Valentine’s Day should be an excuse to spoil a person’s partner, not an excuse to treat them with the bare minimum that is usually expected in a relationship. No matter the situation, a gift is most likely appreciated. Whether it is a money issue or something bigger that a person is unable to show their love in materialistic ways, love and affection should be established daily. Couples do not even have to spend any money on their significant other on Valentine’s Day. Making something is much more sentimental and from the heart anyway, and the person on the receiving end would probably cherish it more than something store-bought.
There is a stigma that people in relationships have to go all out on the holiday, and although this is true for some couples who can do so, it doesn’t necessarily need to be the case. If they do not like the holiday or don’t do a lot to celebrate it, or even nothing to celebrate it, they are unhappy or unhealthy and should just break up. Some couples do not see the significance of the holiday, because they are actually very healthy and happy and love each other every day. It doesn’t mean they wouldn’t celebrate it no matter what, but they recognize that they do not have to.
There is no written rule they are required to spoil their partner on this day. Perhaps they choose to do it another day. Valentine’s Day is a bit of a sham because time is not real and should not dictate whether or not or how much love to show a person’s significant other. Not liking or celebrating the holiday doesn’t mean the couple is no longer in love, but rather they don’t feel the need to express their love to each other by spending money.
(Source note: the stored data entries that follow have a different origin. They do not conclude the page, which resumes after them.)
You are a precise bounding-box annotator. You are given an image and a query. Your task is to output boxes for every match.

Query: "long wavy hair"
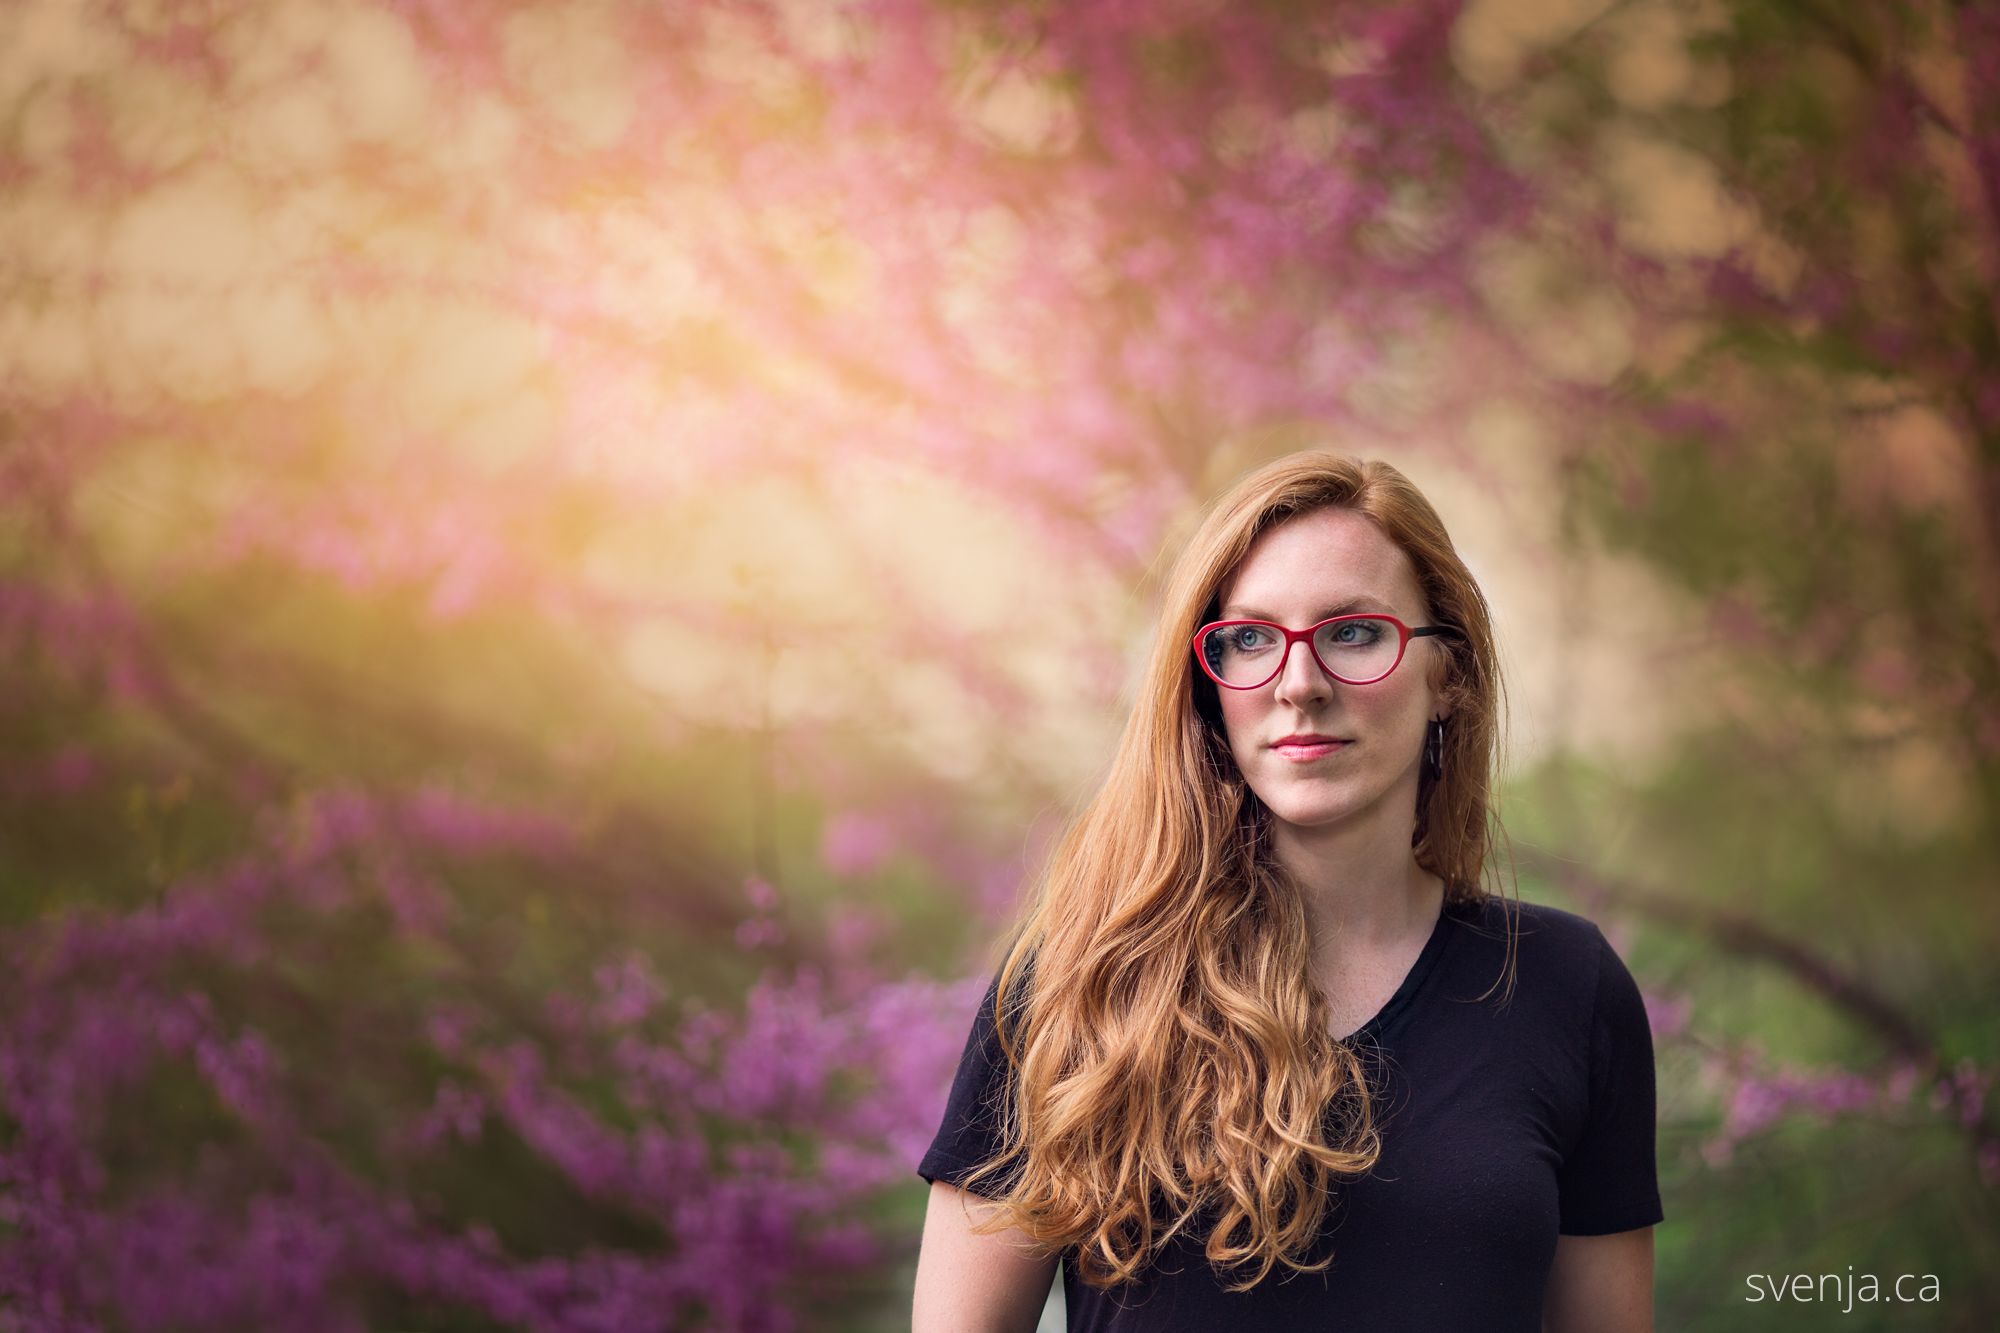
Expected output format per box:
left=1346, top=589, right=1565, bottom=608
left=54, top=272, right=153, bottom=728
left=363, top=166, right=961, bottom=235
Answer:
left=957, top=452, right=1521, bottom=1291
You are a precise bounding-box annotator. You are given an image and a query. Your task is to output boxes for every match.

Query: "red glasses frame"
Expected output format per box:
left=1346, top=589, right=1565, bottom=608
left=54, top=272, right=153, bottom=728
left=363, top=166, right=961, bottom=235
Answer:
left=1190, top=614, right=1457, bottom=690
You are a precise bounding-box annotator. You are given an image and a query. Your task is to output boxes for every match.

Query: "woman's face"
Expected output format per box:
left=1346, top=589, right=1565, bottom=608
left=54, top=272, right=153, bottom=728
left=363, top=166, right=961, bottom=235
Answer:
left=1209, top=507, right=1449, bottom=833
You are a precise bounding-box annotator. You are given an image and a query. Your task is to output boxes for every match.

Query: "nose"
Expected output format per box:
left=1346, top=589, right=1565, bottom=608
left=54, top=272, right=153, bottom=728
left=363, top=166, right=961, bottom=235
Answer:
left=1271, top=633, right=1333, bottom=709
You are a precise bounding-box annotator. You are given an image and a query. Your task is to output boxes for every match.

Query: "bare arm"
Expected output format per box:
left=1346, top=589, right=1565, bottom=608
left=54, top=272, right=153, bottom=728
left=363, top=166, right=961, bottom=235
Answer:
left=912, top=1180, right=1059, bottom=1333
left=1543, top=1227, right=1654, bottom=1333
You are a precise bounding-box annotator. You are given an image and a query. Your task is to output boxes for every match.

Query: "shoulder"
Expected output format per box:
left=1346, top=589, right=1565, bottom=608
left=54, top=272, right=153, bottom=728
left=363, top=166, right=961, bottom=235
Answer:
left=961, top=953, right=1039, bottom=1058
left=919, top=958, right=1037, bottom=1191
left=1450, top=892, right=1613, bottom=963
left=1442, top=893, right=1626, bottom=1021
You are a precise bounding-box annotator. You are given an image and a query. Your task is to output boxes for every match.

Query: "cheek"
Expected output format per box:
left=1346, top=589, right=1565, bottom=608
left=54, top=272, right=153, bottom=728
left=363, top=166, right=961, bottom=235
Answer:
left=1354, top=681, right=1425, bottom=726
left=1218, top=694, right=1263, bottom=754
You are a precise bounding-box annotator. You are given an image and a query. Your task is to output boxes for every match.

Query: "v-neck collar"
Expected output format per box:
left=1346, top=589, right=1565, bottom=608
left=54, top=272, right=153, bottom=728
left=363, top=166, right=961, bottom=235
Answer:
left=1343, top=892, right=1457, bottom=1046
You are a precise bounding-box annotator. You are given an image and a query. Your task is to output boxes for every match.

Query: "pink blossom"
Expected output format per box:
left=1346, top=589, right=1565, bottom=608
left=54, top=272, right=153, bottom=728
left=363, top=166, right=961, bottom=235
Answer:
left=819, top=812, right=900, bottom=878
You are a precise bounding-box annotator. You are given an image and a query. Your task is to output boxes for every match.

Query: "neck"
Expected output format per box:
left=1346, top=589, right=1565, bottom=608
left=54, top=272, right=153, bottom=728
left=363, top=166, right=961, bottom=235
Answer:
left=1272, top=789, right=1444, bottom=952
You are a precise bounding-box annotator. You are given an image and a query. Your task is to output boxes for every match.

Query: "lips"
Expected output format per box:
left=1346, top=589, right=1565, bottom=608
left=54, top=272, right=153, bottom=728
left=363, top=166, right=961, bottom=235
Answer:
left=1271, top=737, right=1351, bottom=761
left=1270, top=734, right=1351, bottom=748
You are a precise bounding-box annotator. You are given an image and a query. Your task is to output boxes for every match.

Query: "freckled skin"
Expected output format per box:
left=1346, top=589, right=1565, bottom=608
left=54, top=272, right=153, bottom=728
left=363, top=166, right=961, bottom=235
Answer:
left=1212, top=508, right=1448, bottom=837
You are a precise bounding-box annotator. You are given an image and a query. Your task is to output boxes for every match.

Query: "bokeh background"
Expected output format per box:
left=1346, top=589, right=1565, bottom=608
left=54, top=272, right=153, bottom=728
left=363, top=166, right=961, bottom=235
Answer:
left=3, top=0, right=1997, bottom=1328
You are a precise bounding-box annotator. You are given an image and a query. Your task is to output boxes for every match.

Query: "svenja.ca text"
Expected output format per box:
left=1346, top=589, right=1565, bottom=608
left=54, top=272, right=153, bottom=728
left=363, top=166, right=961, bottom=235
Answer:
left=1745, top=1269, right=1941, bottom=1314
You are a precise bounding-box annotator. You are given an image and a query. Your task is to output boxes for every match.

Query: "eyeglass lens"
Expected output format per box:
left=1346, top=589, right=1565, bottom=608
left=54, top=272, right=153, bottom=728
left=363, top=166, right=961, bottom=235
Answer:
left=1198, top=618, right=1402, bottom=687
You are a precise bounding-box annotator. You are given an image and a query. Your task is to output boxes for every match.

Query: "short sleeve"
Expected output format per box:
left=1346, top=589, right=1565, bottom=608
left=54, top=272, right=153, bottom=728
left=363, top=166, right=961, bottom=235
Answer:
left=1556, top=929, right=1665, bottom=1235
left=916, top=967, right=1023, bottom=1198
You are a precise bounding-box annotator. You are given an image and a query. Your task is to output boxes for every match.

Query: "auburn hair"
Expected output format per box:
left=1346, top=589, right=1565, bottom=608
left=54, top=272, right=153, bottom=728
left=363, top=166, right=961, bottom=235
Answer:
left=956, top=452, right=1522, bottom=1290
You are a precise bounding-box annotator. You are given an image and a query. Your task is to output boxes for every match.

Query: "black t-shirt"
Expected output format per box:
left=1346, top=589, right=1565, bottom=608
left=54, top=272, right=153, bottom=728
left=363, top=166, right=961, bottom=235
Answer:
left=916, top=895, right=1663, bottom=1330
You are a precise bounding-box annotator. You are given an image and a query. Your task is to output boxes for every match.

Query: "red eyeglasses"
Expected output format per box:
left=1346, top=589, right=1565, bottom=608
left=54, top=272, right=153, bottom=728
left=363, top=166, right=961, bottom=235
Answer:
left=1191, top=614, right=1457, bottom=690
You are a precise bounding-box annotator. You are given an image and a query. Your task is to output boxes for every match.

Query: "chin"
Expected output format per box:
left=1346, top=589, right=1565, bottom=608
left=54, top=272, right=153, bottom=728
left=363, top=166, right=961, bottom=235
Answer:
left=1260, top=790, right=1361, bottom=828
left=1258, top=770, right=1389, bottom=823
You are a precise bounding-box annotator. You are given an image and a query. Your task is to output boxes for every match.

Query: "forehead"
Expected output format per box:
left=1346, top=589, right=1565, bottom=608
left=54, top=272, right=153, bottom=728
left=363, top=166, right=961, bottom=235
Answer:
left=1218, top=508, right=1423, bottom=618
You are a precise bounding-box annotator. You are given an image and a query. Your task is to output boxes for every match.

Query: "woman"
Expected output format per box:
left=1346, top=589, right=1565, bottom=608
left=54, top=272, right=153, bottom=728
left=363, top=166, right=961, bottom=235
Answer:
left=911, top=453, right=1661, bottom=1331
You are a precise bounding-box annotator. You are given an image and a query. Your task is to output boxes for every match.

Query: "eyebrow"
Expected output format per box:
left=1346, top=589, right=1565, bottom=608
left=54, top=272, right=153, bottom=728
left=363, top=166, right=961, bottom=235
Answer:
left=1220, top=595, right=1399, bottom=621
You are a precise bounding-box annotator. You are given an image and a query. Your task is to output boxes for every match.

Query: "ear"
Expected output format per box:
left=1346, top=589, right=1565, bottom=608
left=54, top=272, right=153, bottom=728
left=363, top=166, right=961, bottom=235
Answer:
left=1425, top=652, right=1458, bottom=721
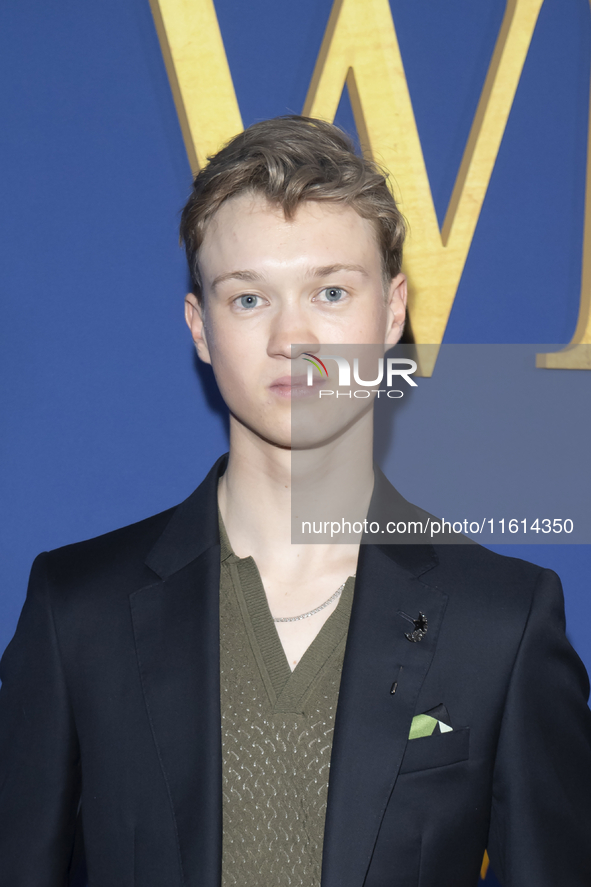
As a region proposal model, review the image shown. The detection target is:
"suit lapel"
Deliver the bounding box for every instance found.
[322,541,447,887]
[130,456,227,887]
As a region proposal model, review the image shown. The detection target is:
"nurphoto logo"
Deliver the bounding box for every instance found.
[303,353,418,398]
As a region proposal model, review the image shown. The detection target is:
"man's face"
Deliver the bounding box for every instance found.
[185,192,407,449]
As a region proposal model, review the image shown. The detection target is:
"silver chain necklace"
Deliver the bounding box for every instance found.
[272,577,354,623]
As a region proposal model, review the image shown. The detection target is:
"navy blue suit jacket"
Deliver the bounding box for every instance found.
[1,455,590,886]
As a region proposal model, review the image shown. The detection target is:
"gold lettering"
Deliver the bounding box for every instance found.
[149,0,242,172]
[537,1,591,371]
[304,0,545,373]
[480,850,490,880]
[151,0,591,371]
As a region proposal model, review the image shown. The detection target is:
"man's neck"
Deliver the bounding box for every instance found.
[218,411,374,577]
[218,412,374,669]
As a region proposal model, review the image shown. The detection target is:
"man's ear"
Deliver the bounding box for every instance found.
[184,293,212,365]
[384,273,408,347]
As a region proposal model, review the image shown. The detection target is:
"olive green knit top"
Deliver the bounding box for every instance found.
[219,515,355,887]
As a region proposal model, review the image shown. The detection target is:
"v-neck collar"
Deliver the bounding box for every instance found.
[219,510,355,714]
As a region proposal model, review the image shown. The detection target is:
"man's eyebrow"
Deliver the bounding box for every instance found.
[211,269,264,290]
[307,263,369,278]
[210,263,368,290]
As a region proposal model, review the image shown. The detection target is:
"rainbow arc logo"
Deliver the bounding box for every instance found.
[302,353,328,377]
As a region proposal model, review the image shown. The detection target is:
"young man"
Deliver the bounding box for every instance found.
[1,117,590,887]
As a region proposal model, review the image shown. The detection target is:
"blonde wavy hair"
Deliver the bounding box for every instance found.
[180,116,406,300]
Couples should not feel pressured to celebrate Valentine’s Day simply because of stereotypes. Whether they do or do not is no one’s business but their own. Valentine’s Day is overrated and is easily taken advantage of, and also causes an argument between some couples if they do not get the other anything because of those stereotypes that they should or have to. Single or taken, Valentine’s Day is something that should be personal to people, not something to make a huge, public deal out of.